22.10.2019 Politik
Ärzteschaft fordert Ordnungsrahmen für Digitalisierung

„Die Digitalisierung im Gesundheitswesen hat das Potenzial, sowohl die Prozesse als auch grundsätzliche Prinzipien der gesundheitlichen Versorgung zu verändern. Diese Veränderungen werden aber nur dann zu Verbesserungen führen, wenn Ärzte und Patienten Vertrauen in die neuen Strukturen und Abläufe entwickeln können.“ Das sagte Bundesärztekammer-Präsident Dr. Klaus Reinhardt zur Eröffnung der Tagung „BÄK im Dialog, die Vertrauensfrage in der digitalen Medizin“ in Berlin. Reinhardt forderte eine Gesamtstrategie für den Ausbau der Digitalisierung sowie einen Ordnungsrahmen, der politische, rechtliche und ethische Aspekte umfasst. Im Beisein von Bundesgesundheitsminister Jens Spahn sagte Reinhardt: „Es ist Aufgabe der Politik, einen solchen Rahmen zu setzen. Unser Anliegen ist es, die Politik mit unserem besonderen Blick auf die Bedürfnisse der Patientinnen und Patienten dabei zu unterstützen.“
Inhaltliche Grundlage der Bundesärztekammer-Tagung waren Thesen zur Digitalisierung, die die BÄK in den vergangenen Monaten in Werkstattgesprächen diskutiert hat. BÄK-Vorstandsmitglied Dr. Peter Bobbert formulierte daraus abgeleitete Kernfragen: „Wo hört die Unterstützung für den Arzt durch Künstliche Intelligenz (KI) auf und wo fängt Substitution an? Müssen wir ethische Leitgedanken für die digitalisierte Medizin formulieren? Sollten wir digitale Anwendungen erst dann in unser Behandlungsangebot übernehmen, wenn ihr Nutzen bewiesen ist?“ Bobbert plädierte dafür, sich intensiv mit diesen und weiteren Fragen zur Digitalisierung zu befassen. „Am Ende müssen Kernanforderungen für eine Digitalisierung stehen, die sich an den tatsächlichen Bedürfnissen der Patienten ausrichten“, sagte er.

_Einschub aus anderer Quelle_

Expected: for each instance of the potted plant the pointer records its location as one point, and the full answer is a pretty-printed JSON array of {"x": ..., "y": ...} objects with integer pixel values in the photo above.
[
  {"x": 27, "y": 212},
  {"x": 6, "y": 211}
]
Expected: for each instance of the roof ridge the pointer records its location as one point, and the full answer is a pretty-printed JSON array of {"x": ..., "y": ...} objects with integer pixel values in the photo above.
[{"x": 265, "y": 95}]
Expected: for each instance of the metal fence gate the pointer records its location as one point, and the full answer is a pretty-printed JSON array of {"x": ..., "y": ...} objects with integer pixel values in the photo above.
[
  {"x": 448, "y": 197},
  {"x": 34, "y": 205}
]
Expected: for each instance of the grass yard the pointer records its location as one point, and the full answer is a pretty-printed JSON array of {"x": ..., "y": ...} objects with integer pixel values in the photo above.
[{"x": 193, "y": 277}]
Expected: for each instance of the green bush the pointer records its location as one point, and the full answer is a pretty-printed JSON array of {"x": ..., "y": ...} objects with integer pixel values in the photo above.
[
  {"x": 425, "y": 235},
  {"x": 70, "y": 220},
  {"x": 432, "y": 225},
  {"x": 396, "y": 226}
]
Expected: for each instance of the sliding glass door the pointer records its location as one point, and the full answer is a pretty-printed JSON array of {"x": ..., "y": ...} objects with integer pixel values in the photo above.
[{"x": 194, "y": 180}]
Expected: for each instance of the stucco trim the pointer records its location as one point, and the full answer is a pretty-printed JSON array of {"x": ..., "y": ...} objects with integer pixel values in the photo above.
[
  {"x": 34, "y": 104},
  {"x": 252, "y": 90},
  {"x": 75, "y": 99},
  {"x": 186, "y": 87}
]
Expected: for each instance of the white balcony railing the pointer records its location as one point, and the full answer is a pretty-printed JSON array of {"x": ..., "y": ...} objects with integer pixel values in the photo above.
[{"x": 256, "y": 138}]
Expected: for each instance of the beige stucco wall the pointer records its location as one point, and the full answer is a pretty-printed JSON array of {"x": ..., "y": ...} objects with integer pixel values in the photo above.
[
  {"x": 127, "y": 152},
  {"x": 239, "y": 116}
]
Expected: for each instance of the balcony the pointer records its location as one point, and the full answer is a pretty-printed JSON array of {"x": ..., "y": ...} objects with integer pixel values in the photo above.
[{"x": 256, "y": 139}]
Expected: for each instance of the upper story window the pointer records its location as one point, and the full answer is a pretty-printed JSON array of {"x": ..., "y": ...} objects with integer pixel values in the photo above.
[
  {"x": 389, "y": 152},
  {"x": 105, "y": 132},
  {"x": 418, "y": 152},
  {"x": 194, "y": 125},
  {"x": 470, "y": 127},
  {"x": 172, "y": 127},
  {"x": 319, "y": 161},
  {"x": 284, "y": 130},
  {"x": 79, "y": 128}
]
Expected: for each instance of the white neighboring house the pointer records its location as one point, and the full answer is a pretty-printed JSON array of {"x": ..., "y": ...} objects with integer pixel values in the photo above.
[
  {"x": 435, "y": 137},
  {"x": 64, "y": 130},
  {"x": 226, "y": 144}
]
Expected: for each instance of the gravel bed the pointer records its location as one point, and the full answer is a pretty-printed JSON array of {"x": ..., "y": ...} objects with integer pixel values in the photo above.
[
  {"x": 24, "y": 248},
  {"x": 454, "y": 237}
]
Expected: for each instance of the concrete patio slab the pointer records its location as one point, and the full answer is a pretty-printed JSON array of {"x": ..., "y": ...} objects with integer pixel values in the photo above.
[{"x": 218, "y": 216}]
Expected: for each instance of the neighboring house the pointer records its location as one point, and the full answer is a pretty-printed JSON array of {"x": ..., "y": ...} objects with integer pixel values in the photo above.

Erik Bodendieck, Präsident der Sächsischen Landesärztekammer, der gemeinsam mit Peter Bobbert dem Ausschuss „Digitalisierung der Gesundheitsversorgung“ der Bundesärztekammer vorsitzt, sprach sich in der abschließenden Podiumsdiskussion für einen offenen Umgang mit den neuen digitalen Möglichkeiten aus: „Digitale Angebote werden Ärztinnen und Ärzte nicht ersetzen. Oft brauchen wir für unsere Arbeit alle fünf Sinne. Das kann keine Maschine leisten.“ Richtig angewendet könnten digitale Anwendungen aber sinnvolle Hilfsmittel sein, die die Patientenversorgung weiter verbessern.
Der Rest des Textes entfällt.